It's also extremely arrogant to think that the vast universe has only one populated planet. Sounds like the shit they teach you in religious classes

 
 
 
devangelical
Professor Principal
1.4.6  devangelical  replied to  Trout Giggles @1.4.5    one month ago

exactly. can you imagine the panic involved if some life form, that wasn't in the image of their creator, appeared or if all the military grunts realized they would most likely be a pile of death ray ash before they could get off a shot. the documented reports of UFO's being sighted around ground based nuke facilities and firsthand witness reports of nuke powered military equipment being shadowed since the 60's continues to grow in volume.

 
 
 
Drakkonis
Professor Guide
1.4.7  Drakkonis  replied to  Trout Giggles @1.4.5    one month ago
It's also extremely arrogant to think that the vast universe has only one populated planet.

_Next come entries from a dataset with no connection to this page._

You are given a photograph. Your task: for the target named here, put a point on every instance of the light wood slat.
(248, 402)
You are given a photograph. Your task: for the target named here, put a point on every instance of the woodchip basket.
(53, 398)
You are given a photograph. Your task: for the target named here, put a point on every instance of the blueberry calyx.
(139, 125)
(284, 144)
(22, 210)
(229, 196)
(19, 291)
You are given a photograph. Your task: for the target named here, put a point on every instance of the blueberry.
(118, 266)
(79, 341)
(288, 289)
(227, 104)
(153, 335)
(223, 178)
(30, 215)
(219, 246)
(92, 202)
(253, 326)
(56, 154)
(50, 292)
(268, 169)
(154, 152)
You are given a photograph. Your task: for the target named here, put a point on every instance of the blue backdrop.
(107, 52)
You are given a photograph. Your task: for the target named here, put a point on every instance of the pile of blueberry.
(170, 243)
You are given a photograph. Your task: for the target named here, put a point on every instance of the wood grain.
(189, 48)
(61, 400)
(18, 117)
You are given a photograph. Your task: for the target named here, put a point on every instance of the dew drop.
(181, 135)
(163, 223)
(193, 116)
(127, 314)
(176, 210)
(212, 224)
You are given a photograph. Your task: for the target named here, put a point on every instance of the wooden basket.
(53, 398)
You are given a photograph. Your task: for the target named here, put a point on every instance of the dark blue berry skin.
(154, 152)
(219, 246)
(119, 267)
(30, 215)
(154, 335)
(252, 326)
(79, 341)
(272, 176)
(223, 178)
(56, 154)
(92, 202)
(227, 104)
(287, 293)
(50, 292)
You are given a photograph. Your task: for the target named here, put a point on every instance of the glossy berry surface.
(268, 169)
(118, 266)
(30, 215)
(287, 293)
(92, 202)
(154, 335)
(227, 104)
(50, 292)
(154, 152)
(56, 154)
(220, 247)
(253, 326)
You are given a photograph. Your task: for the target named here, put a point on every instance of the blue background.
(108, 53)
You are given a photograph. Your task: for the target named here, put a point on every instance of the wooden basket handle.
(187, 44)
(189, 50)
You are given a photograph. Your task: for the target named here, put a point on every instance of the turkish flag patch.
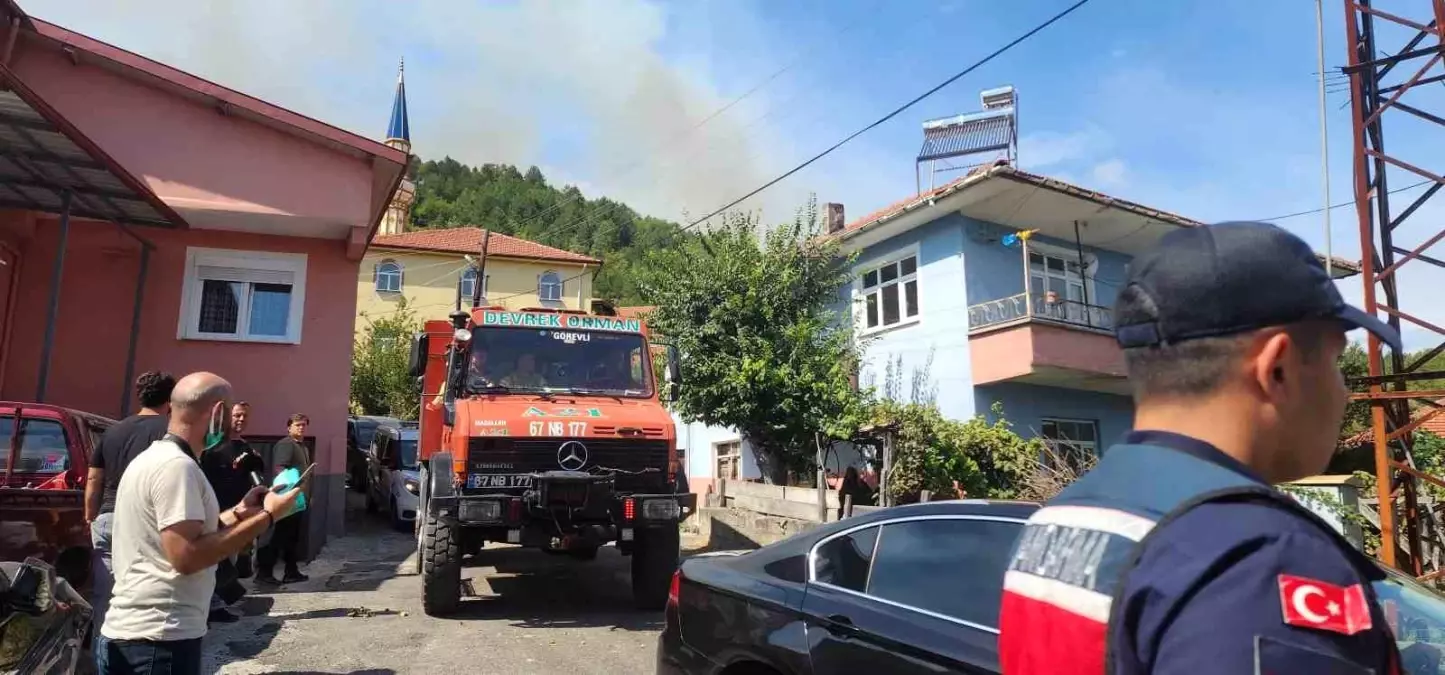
(1322, 606)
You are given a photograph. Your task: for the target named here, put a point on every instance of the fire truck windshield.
(546, 360)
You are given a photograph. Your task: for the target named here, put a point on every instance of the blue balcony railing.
(1048, 308)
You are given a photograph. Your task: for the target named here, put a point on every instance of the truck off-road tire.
(441, 567)
(655, 558)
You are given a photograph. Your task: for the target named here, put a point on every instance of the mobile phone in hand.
(304, 476)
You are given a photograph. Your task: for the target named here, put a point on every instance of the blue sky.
(1204, 109)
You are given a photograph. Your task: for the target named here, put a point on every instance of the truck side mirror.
(416, 360)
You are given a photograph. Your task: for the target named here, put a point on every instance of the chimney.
(835, 220)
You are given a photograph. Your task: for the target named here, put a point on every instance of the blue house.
(997, 288)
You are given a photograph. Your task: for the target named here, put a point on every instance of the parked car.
(359, 438)
(44, 451)
(392, 474)
(905, 590)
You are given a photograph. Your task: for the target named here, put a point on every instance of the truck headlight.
(661, 509)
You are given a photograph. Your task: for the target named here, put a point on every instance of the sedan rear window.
(950, 567)
(42, 447)
(844, 561)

Not really, especially when the only basis for believing there must be life on other planets, let alone intelligent life, is the assumption that if it happened here, it must have happened elsewhere. Not a sound scientific basis for a conclusion. Science doesn't even know how, or even why life exists on this planet. About all we know is the statistical improbability of it happening is astronomical. 

 
 
 
evilone
Professor Guide
1.4.8  evilone  replied to  Drakkonis @1.4.7    one month ago
...the assumption that if it happened here, it must have happened elsewhere.

No the assumption is that life will happen wherever conditions are favorable to life. With the billions of planets available it's statistically probable that many thousands of worlds have life on them.

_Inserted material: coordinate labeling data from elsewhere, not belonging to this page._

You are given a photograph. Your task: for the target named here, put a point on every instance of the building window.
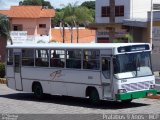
(17, 27)
(119, 11)
(105, 11)
(91, 59)
(42, 25)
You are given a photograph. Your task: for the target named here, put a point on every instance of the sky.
(5, 4)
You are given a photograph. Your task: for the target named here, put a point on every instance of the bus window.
(42, 58)
(28, 57)
(73, 59)
(106, 67)
(91, 59)
(10, 57)
(57, 58)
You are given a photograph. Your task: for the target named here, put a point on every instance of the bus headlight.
(152, 86)
(122, 91)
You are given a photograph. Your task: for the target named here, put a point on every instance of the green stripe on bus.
(135, 95)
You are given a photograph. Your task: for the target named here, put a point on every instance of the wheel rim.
(94, 97)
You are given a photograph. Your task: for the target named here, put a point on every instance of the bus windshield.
(132, 65)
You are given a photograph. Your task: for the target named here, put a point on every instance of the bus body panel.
(61, 81)
(75, 81)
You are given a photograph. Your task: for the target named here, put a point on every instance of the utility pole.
(112, 21)
(151, 25)
(63, 31)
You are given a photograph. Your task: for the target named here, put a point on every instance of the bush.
(2, 70)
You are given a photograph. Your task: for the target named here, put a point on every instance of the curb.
(2, 81)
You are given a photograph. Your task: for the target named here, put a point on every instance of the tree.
(74, 16)
(5, 28)
(36, 3)
(89, 4)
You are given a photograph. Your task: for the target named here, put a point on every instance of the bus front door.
(106, 77)
(17, 71)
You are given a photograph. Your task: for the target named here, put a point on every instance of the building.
(34, 22)
(30, 24)
(130, 17)
(84, 35)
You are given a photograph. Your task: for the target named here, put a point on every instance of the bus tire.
(94, 97)
(38, 91)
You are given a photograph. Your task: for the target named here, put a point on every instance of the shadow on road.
(71, 101)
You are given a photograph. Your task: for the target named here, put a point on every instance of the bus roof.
(74, 45)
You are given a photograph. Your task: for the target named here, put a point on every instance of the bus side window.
(57, 58)
(28, 57)
(73, 59)
(106, 68)
(10, 57)
(42, 58)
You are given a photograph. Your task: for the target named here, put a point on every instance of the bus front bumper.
(135, 95)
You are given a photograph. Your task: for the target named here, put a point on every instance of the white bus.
(112, 71)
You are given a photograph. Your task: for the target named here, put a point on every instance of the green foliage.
(89, 4)
(36, 3)
(2, 70)
(5, 27)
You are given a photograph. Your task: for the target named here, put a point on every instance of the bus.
(97, 71)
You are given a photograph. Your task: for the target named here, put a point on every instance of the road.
(12, 101)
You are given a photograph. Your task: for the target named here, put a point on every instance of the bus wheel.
(94, 97)
(38, 91)
(126, 101)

Science doesn't even know how, or even why life exists on this planet.

Again not true. If there are biogenic elements, a source of energy, liquid water, and a suitable, reasonably stable environment life will form and evolve. It's been done both in nature and under experimentation time and time again. That doesn't mean that alien life must have evolved to develop space flight though.

 
 
 
devangelical
Professor Principal
1.4.9  devangelical  replied to  evilone @1.4.8    one month ago

meh, I told you guys that this alien stuff would cause thumpers to lose their theological shit ...

 
 
 
Vic Eldred
Professor Principal
1.4.10  Vic Eldred  replied to  devangelical @1.4.9    one month ago
I told you guys that this alien stuff would cause thumpers to lose their theological shit

I'm sorry I missed that. What theological shit is that?

 
 
 
Trout Giggles
Professor Principal
1.4.11  Trout Giggles  replied to  evilone @1.4.8    one month ago

We are all just star dust

 
 
 
Drakkonis
Professor Guide
1.4.12  Drakkonis  replied to  evilone @1.4.8    one month ago
No the assumption is that life will happen wherever conditions are favorable to life.

Which is different from what I said in what way? 

With the billions of planets available it's statistically probable that many thousands of worlds have life on them.

Again, you are simply restating what I said. Because it happened here it is probable elsewhere. The problem is that life by chance on this planet is astronomically improbable. You won't believe me but all you have to do is paste the following into your search bar and find out for yourself. 

odds that life happened by chance

If the odds, scientifically, are so astronomically high just for this planet, then upon what basis can one objectively claim statistical probability for life elsewhere?  

If there are biogenic elements, a source of energy, liquid water, and a suitable, reasonably stable environment life will form and evolve.

Aside from the fact that you are attempting to use a sample pool of one to create a statistical model, you have no evidence that life will result from those things by themselves. 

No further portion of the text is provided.